CARRIE SCHNEIDER and SPENCER MURPHY at Gallery 44 (401 Richmond West, suite 120), to March 6. 416-979-3941. Rating: NNNN


How close is too close, and how alone is too alone? Photographers Carrie Schneider and Spencer Murphy have collaborated on a show that explores the complex dynamics of the self and the family. Both rely on a cinematic, highly narrative style that in turn depends on a talent for smart framing and dramatic symbolism.

In Schneider’s Derelict Self series, she poses with a male analogue of herself. Stuck together and moving in unison in identical outfits, the pair could be brother and sister going about their business in austerely staged scenes. It becomes apparent, however, that this is one bifurcated self, male and female, moving about in unison.

As they fight, bathe, shop and eat in unison, a palpable alienation is suggested. The two halves of the self made visible seem lonelier for being made so. Only in Bar, where her male half tentatively embraces a woman in the seclusion of a cubbyhole, is there a possibility of intimacy, fraught as it is with conflict.

The series attempts to paint a complex portrait of self in tightly controlled and neutral tones.

Murphy shies away from self and focuses instead on family, constructing a meta-drama where his relatives inhabit different fictional scenarios. A brother broods outside a toolshed. His mother looks vulnerable seated on the edge of a massage table.
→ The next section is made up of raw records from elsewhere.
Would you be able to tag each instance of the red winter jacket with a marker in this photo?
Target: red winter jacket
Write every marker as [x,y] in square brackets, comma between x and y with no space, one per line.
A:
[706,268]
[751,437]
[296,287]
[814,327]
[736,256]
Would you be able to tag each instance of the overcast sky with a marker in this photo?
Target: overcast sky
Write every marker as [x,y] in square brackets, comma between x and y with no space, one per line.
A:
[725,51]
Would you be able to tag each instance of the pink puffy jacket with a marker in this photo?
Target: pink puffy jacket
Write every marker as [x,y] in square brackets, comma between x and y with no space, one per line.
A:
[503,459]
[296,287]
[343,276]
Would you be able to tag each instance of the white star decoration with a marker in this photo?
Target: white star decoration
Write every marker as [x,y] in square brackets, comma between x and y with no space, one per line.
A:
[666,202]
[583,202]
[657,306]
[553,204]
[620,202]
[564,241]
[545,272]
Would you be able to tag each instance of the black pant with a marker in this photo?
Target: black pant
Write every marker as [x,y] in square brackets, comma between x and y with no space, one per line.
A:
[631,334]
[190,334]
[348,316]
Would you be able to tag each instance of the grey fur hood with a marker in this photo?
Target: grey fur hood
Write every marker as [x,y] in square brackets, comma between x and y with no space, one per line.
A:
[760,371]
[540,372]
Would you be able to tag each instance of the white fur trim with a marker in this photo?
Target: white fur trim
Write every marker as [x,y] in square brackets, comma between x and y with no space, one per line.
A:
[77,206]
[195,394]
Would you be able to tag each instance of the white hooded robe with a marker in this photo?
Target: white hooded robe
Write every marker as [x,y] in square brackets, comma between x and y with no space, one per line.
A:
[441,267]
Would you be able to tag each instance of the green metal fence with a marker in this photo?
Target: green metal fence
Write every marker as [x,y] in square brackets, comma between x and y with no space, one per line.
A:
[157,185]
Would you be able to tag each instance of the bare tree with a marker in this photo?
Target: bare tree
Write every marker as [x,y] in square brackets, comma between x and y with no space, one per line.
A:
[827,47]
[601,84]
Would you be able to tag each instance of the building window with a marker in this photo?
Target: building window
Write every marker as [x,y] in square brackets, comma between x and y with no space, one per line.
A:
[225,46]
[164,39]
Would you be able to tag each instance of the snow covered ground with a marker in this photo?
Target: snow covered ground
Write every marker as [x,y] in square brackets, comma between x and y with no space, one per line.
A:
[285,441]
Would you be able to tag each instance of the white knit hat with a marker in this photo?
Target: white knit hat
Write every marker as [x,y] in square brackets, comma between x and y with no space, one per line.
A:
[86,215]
These are Hitchcockian stills: claustrophobic windows into family tension, laden with loaded symbolism.

In Murphy The Dog, all the elements of the modern family home – a ferocious guard dog, propane under pressure and a ballerina tchotchke referencing the dream of domestic refinement – are brought together in a subtle but highly charged trifecta.

Not mere photographs, these seem more like film stills from a waking dream that teeter on the brink of something intangible.